13 clever teaching hacks for Microsoft Teams
Whether you’re a live teaching veteran, or a newbie to the world of streaming your lessons, you’re probably still learning new tricks every day.
We put a call out for your best Microsoft Teams hacks on Twitter and received loads of tips. Here are some of the best:
Online learning: How to make the most of Microsoft Teams
1. Use the chat box for polls
If you’re halfway through your lesson and want to check that your class really do grasp the difference between iambic pentameter and blank verse, you can hop over to the chat box and type ”@forms”, allowing you to create a poll.

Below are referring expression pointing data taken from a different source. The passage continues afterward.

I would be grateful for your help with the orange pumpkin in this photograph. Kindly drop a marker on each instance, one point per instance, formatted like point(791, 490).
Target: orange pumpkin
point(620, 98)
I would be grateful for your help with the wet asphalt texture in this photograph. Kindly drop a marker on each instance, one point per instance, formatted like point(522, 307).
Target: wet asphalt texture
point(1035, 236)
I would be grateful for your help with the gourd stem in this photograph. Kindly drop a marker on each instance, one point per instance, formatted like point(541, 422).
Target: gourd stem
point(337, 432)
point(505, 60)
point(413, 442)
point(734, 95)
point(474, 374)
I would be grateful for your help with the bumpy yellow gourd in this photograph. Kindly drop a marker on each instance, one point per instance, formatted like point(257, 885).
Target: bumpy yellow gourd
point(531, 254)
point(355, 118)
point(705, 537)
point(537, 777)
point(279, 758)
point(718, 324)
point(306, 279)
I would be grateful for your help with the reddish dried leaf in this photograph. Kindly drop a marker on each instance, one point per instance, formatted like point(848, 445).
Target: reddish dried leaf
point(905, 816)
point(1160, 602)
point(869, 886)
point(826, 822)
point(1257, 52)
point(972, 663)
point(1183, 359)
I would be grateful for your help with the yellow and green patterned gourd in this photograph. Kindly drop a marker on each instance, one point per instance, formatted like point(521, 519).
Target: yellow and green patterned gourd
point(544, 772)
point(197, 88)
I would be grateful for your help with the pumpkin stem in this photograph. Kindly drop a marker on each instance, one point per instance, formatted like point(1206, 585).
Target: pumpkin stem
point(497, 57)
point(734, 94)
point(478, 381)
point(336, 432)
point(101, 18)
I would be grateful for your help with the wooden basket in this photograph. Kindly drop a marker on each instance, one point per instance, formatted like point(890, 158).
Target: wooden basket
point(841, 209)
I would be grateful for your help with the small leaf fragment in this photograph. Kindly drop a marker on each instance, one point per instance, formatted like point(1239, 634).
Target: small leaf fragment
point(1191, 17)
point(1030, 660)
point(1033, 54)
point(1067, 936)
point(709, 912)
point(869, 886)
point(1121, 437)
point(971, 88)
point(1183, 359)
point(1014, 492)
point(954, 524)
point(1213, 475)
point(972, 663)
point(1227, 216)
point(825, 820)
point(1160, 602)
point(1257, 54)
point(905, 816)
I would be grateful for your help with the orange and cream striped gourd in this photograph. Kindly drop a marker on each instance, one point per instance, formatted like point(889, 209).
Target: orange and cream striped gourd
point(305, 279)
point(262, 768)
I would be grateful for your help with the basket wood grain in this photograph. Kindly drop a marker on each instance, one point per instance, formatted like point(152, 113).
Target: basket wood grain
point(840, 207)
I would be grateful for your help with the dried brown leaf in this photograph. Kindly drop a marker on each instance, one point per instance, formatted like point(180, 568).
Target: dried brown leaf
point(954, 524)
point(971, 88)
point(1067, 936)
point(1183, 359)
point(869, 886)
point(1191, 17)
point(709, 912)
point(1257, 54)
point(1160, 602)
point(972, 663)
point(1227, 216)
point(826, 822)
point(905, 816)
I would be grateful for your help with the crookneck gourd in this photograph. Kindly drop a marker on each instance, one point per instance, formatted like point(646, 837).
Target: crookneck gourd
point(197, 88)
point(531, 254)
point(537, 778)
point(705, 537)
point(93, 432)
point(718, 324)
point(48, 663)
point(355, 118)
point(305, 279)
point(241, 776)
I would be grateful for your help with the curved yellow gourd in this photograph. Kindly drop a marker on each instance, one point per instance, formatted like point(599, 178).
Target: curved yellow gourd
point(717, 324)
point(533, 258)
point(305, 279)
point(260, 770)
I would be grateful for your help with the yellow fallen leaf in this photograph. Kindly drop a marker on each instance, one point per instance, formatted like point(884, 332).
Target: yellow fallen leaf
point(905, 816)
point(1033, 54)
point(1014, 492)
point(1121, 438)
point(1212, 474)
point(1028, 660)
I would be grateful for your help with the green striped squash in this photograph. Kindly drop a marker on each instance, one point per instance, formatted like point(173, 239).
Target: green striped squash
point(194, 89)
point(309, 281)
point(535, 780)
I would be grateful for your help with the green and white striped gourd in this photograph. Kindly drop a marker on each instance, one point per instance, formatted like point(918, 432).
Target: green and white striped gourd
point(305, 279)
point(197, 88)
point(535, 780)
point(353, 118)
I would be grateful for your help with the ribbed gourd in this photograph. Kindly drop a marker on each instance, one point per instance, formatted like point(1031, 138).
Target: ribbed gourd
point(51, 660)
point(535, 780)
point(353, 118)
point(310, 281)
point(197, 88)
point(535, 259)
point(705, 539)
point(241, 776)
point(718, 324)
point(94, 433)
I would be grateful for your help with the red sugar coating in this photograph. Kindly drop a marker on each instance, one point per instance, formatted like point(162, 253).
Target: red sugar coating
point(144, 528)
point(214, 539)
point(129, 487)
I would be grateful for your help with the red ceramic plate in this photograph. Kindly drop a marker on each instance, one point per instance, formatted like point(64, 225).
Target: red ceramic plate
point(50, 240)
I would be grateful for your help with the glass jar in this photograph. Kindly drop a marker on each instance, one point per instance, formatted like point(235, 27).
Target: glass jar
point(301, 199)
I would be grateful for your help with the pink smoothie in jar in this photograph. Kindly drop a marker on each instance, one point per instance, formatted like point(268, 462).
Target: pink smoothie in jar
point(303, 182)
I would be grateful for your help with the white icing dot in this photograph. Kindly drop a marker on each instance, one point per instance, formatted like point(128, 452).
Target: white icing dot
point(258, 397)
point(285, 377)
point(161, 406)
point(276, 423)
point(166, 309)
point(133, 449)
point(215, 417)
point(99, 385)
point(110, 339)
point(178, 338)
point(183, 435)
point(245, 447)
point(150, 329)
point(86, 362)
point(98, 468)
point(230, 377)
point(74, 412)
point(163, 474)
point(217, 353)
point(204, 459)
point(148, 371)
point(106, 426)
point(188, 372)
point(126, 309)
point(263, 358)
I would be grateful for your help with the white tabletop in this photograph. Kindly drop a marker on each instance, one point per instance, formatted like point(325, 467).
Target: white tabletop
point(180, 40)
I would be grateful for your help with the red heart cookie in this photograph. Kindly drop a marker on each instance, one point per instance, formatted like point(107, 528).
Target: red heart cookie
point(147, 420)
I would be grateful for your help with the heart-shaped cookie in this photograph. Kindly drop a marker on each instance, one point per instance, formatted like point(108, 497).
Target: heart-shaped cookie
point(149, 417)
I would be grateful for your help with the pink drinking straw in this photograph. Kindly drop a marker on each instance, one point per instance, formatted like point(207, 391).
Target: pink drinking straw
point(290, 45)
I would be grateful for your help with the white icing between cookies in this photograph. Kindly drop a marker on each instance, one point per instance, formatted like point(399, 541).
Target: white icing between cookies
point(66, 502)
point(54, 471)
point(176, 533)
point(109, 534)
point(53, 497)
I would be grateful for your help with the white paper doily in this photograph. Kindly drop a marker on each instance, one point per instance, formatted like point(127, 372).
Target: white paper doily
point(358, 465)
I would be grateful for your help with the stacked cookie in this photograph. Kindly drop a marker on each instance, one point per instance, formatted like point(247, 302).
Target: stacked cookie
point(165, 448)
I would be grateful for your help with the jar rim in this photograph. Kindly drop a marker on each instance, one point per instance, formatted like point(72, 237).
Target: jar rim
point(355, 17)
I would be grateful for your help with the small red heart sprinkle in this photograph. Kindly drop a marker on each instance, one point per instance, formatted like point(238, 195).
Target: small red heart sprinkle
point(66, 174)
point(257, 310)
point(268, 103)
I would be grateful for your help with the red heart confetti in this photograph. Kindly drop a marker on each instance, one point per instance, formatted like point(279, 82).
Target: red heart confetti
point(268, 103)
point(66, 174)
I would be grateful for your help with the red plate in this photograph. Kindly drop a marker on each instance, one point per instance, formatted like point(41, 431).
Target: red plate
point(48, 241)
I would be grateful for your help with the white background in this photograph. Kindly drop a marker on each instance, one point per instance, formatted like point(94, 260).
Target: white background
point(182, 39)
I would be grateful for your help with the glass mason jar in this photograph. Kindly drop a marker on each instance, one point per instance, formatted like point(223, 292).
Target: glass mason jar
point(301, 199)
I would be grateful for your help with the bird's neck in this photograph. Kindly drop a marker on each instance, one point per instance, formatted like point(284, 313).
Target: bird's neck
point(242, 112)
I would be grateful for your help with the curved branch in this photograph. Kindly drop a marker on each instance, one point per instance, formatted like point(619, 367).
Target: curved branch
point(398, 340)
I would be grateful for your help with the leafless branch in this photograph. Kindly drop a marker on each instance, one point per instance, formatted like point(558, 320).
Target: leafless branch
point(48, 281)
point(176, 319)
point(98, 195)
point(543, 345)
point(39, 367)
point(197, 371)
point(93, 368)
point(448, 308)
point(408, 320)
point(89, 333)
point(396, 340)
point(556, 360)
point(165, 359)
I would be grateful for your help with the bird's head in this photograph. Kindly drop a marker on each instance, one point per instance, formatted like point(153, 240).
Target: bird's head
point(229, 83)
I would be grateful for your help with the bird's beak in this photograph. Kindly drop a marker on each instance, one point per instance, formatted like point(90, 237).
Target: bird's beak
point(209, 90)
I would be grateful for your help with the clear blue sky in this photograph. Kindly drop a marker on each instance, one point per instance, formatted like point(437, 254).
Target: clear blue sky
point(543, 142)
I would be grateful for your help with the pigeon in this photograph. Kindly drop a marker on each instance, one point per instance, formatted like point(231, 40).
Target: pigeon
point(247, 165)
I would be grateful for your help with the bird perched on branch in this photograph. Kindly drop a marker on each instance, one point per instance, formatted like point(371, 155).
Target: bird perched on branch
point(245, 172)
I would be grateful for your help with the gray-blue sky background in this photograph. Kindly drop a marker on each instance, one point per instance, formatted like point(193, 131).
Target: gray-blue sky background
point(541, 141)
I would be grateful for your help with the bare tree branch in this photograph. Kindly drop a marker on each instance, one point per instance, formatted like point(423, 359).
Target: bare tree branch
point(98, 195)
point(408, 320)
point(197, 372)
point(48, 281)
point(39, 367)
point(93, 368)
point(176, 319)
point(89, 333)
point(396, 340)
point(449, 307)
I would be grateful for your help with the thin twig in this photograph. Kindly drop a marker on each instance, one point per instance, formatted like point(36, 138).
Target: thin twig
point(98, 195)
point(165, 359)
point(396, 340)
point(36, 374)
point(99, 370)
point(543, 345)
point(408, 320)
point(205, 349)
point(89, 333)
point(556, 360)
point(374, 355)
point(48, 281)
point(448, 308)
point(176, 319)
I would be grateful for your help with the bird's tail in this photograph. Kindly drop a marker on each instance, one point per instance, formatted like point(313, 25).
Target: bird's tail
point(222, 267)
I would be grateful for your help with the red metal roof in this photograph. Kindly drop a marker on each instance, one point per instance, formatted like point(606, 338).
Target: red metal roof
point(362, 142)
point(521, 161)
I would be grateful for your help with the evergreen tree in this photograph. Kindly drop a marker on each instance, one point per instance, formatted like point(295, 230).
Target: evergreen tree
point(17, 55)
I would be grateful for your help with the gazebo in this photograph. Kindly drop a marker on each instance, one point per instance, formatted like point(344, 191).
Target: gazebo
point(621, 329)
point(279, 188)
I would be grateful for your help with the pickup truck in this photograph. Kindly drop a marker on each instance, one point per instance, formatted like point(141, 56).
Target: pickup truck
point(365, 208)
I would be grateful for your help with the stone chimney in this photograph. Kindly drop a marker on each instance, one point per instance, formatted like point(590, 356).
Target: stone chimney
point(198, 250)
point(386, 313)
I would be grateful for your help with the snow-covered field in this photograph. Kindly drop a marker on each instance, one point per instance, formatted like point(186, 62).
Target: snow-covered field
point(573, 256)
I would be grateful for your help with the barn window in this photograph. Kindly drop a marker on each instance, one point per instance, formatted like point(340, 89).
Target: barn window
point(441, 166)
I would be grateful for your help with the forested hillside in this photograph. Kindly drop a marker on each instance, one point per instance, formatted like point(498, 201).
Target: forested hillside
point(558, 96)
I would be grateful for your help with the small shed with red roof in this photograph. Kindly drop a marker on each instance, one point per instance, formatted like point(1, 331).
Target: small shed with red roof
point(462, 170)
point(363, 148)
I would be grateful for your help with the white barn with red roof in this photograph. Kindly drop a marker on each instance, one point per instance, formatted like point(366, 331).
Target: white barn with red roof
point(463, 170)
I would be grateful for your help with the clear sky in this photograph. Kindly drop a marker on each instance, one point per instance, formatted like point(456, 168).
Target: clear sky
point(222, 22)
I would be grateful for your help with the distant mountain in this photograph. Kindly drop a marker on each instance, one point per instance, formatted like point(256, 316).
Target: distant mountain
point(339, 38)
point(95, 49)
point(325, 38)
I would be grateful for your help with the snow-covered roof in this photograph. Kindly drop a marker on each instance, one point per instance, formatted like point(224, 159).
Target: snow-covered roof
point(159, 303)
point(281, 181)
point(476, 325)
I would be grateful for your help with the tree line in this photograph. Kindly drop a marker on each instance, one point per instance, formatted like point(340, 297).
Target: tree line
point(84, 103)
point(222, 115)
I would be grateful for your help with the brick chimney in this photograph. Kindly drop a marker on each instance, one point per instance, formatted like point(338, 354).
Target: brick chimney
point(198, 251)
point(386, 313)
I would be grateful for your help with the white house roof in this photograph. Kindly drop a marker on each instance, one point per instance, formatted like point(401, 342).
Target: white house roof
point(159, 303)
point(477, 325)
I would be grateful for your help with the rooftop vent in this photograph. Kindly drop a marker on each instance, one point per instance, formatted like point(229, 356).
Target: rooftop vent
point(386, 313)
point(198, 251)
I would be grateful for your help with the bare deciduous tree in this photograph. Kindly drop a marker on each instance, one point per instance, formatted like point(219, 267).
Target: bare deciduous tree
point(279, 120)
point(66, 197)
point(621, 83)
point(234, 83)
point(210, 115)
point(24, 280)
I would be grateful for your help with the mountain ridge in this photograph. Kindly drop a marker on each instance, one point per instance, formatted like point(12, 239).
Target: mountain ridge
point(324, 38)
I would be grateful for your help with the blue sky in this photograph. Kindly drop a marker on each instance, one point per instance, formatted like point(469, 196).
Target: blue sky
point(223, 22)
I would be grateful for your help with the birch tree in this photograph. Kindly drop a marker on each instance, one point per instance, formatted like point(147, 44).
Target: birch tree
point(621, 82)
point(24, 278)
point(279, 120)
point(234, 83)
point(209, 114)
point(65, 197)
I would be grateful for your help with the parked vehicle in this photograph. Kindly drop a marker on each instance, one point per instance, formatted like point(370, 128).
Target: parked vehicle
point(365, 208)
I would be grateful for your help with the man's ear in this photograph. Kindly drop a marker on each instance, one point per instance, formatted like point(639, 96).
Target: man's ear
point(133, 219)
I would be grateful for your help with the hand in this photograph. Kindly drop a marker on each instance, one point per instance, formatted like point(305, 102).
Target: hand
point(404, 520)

You can gauge their opinions on a topic, find out how many have followed your explanation, or simply check they’re all still listening. You may have to update so you have Forms extension as an app on the chat (look for those three dots).
2. Add images or videos to your questions
Whether you want to add an image or video to help prompt the answer, or because you want your students to use it in their responses, adding this extra media will replicate classroom teaching much more closely.
3. Stop notifications
It can be hard to write in your chat box if you’re constantly getting notifications from your class. You can solve this by setting your status to “do not disturb” - the chat box will magically appear again.
4. To like, or not to like
In the classroom, you might ask for a quick show of hands, or thumbs up or down, to ascertain whether your students are following your explanations. Sometimes just looking at a sea of faces is enough.
It’s not so easy in the virtual classroom, but there is a workaround. Type two sentences into the chat box (copy and paste prepared ones to save time) and then ask your students to like the correct statement.
5. Take-away tasks
If you’ve got a slide on your PowerPoint with instructions for a task, you may want to ask your students to capture their screens at that moment so they have it for later. Or you can take a screenshot yourself by using print screen, and then paste it using CTR+V into the chat box.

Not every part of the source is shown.